Indeed (as per your question of filtering so many voices) in our anthology, through only two translators, there is some inevitable (and probably unfortunate) middling towards our personal styles.

 

Some of the stories, however, are so stylistically distinct, like Alberto Guerra’s (Cuba) vs. Arturto Arias’ (Guatemala) that it seems more obvious (and frankly easier) to move ourselves (as translators) towards the writer’s style than pull the style of the writer towards us. We are working with a few other translators to translate our English language stories into Spanish, hoping to have some of the writers in the anthology translate each other. We like the in-houseness of mutual translation. I think of McSweeney’s recent project with re-re-re-translating stories back and across languages, and I think that untranslating can have real potential benefits for a piece. By untranslating I mean the work returning to its original language, and here I wonder if language needs to leave in the first place to find its way back. I guess the question might be: can you cross a bridge in a piece without having to cross a river or a divide? Can we just build bridges for their own sake? The idea might sound a little babblingly-artsy, but I think a work can be served by dragging it across its own language. I also find fascinating the concept (previously mentioned) that each generation of readers needs its own retranslation of a classic work. I wonder if works will need to be retranslated now even more frequently, or for the different gadgets we are reading on. It’s like putting pop music into the soundtrack of a period movie, which can be interesting, but I worry about forgetting the vernacular of a certain age. Even if translated across a distant language divide, is there not still some verisimilitude that can be achieved about an age’s vernacular style, sentence length, quippiness, use of epithet, terms of endearment or respect, or metaphor banks? Languages (or micro-languages) are dying all the time. Most of them are probably unrecoverable. 
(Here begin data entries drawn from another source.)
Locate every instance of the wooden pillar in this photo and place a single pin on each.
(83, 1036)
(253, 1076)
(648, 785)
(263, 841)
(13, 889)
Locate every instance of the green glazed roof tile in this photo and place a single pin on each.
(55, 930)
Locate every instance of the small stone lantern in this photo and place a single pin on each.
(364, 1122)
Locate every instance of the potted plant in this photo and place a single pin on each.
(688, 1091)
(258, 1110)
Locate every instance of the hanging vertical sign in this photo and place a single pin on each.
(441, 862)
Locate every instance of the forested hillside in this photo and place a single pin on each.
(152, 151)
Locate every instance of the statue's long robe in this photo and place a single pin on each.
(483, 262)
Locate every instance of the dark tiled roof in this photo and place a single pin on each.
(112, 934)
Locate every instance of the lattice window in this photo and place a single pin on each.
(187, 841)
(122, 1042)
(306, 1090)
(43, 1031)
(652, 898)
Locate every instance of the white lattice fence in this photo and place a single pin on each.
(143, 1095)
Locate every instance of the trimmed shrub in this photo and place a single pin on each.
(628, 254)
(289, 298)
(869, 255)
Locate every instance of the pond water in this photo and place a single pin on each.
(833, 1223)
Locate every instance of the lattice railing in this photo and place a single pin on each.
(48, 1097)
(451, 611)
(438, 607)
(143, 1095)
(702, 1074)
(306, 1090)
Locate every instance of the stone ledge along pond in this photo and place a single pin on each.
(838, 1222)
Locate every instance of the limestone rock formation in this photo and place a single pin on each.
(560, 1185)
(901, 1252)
I guess I just answered myself into a dark corner there. This should be read as a call for translation in general. We need more translation, retranslation, untranslation, intranslation, all of it, every direction, all the time, in every work and piece. John McPhee wrote a recent piece in The New Yorker about using definitions to replace the words they define. The cross-language dictionary for the translator is vinyl siding. It’s better to first go into the definition of a word you don’t know, before jumping languages with it.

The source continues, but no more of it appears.